The neat thing about this is they didn’t have to do full PKI to get the full benefits … but as they roll out PKI, they can then implement the digital certificate version, or even run in mixed mode. Today there’s a need to do long-term archiving of information, so they’ve also deployed that. … They’ve also rolled out PKZIP onto desktops so they can do ad hoc security of files being transferred to merchants over e-mail.

How much smaller are encrypted ZIP files than normal files?

Typically you’re seeing compression ratios that are up around 50 percent, and again your mileage will vary by file type … even with strong encryption … Now typically with strong encryption you’re having four or five times the overhead, with SecureZIP, you don’t have that.

How do you avoid the overhead?

Because we’ve built the whole encryption process into the compression process itself, so you’re actually encrypting the information after you compress the information.

Do regulated organizations face an impending data-storage boom?

Sarbanes-Oxley is going to drive people to need to archive a lot more information than they typically would have had to in the past. We’re seeing companies that are wanting to archive all of their e-mail for the past seven years, so that’s a huge amount of storage people will be doing as part of these regulatory drivers.

Are there any drivers for using this particular type of secure encryption?

Some of the key issues are around usability. It’s funny—with regulations such as Sarbanes-Oxley and HIPAA, they’re all technology-neutral. They don’t come out and say thou shall encrypt, or thou shall sign.

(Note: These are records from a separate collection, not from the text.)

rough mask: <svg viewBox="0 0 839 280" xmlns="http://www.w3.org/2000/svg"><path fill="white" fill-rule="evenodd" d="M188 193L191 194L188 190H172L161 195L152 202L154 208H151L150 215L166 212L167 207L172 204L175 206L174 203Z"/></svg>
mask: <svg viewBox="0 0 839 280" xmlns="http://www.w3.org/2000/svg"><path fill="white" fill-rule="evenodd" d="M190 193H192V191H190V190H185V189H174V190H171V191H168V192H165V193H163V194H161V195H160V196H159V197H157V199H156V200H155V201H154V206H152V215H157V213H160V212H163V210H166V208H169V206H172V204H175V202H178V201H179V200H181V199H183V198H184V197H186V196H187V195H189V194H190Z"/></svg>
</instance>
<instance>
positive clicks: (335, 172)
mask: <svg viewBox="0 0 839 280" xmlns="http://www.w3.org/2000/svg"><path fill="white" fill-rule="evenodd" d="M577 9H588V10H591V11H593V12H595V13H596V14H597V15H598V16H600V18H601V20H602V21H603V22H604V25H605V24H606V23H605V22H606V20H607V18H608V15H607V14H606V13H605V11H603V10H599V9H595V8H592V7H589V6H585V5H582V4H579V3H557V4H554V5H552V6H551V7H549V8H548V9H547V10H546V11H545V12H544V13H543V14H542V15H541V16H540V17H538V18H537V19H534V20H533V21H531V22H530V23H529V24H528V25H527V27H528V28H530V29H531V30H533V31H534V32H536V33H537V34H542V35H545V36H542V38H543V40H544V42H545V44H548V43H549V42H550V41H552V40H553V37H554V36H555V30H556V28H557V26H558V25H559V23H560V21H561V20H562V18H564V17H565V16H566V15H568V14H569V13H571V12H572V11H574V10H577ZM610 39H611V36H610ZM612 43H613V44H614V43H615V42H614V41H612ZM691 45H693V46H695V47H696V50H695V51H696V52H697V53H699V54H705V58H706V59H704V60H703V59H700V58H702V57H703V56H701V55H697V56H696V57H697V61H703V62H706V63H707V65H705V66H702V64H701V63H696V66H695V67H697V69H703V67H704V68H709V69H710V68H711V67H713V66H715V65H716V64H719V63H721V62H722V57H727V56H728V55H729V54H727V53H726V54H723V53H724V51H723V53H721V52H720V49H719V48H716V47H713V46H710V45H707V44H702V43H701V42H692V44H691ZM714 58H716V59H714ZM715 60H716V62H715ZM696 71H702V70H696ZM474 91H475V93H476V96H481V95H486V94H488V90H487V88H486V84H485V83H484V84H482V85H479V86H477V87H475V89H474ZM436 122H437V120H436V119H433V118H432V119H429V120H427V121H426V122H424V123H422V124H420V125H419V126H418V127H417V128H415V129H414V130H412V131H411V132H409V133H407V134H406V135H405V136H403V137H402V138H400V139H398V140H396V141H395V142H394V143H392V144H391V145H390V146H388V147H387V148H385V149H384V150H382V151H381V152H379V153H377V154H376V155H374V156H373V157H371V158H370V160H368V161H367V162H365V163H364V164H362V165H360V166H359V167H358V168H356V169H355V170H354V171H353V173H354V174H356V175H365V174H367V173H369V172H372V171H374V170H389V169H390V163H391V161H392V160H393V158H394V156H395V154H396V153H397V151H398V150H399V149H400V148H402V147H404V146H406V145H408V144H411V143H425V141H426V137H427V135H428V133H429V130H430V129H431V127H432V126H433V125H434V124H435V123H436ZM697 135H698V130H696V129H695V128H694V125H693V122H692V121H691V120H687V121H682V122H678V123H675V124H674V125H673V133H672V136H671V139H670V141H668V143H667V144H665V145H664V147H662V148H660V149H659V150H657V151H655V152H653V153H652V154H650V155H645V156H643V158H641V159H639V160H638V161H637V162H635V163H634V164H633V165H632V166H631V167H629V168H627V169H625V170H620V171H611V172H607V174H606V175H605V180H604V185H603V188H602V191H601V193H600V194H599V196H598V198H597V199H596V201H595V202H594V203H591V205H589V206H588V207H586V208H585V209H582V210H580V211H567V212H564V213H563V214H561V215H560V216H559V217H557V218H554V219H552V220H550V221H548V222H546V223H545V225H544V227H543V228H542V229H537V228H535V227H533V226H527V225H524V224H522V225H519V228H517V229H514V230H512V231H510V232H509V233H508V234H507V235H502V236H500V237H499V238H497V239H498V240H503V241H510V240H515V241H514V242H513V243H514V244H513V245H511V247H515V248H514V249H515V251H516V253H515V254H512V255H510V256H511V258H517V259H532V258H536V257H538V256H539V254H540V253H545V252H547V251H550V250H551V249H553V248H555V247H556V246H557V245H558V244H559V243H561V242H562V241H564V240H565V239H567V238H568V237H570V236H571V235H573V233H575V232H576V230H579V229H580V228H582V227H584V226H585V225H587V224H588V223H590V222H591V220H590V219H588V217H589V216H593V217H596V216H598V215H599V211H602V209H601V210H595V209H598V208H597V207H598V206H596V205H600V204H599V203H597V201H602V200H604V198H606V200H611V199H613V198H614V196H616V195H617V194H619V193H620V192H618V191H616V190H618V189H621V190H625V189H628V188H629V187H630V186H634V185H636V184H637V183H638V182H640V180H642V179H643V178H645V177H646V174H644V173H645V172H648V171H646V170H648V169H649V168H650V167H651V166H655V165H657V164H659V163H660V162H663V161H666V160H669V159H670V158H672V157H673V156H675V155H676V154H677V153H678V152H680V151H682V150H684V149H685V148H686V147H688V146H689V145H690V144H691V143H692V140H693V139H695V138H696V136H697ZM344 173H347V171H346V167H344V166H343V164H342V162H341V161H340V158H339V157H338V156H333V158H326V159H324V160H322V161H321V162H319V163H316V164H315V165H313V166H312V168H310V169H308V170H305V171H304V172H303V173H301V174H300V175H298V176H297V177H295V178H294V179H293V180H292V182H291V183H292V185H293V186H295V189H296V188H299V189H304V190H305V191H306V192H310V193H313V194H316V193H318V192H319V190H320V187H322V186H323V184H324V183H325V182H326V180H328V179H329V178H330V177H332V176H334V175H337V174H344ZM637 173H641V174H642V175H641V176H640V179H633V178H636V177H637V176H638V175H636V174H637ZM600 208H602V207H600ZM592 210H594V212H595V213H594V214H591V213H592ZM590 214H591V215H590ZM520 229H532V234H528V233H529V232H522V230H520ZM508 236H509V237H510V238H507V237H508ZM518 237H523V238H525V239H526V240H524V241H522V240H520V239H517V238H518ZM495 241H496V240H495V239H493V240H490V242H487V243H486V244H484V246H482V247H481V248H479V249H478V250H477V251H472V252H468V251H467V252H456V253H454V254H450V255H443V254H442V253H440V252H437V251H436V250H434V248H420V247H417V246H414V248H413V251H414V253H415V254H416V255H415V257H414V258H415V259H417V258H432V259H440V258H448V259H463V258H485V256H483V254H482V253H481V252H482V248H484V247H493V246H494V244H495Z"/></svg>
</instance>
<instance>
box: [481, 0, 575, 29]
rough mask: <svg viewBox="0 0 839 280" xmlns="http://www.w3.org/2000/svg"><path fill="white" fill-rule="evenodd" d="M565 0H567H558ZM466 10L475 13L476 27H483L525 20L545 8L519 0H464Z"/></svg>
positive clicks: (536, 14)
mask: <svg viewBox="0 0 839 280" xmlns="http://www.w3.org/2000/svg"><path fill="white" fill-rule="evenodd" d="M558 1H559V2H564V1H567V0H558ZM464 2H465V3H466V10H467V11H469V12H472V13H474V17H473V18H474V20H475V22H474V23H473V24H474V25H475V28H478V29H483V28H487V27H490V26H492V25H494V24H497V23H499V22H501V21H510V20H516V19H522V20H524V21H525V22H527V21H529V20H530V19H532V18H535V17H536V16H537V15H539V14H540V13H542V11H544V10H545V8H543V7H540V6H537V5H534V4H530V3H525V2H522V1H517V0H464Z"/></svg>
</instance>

What they do set is very broad, and for IT organizations, that’s a challenge. Sometimes they’re too broad and open to interpretation. … So how do I implement them into practice?

What we’re finding is people … don’t want to just have a point solution. And when I say solution, it’s a combination of security policy, technology, and training. The drivers are, how do I ensure the confidentiality of key information, how do I ensure the data hasn’t been altered, then obviously how do I do this efficiently in a way that isn’t going to require me to do a complete revamp of my IT storage side?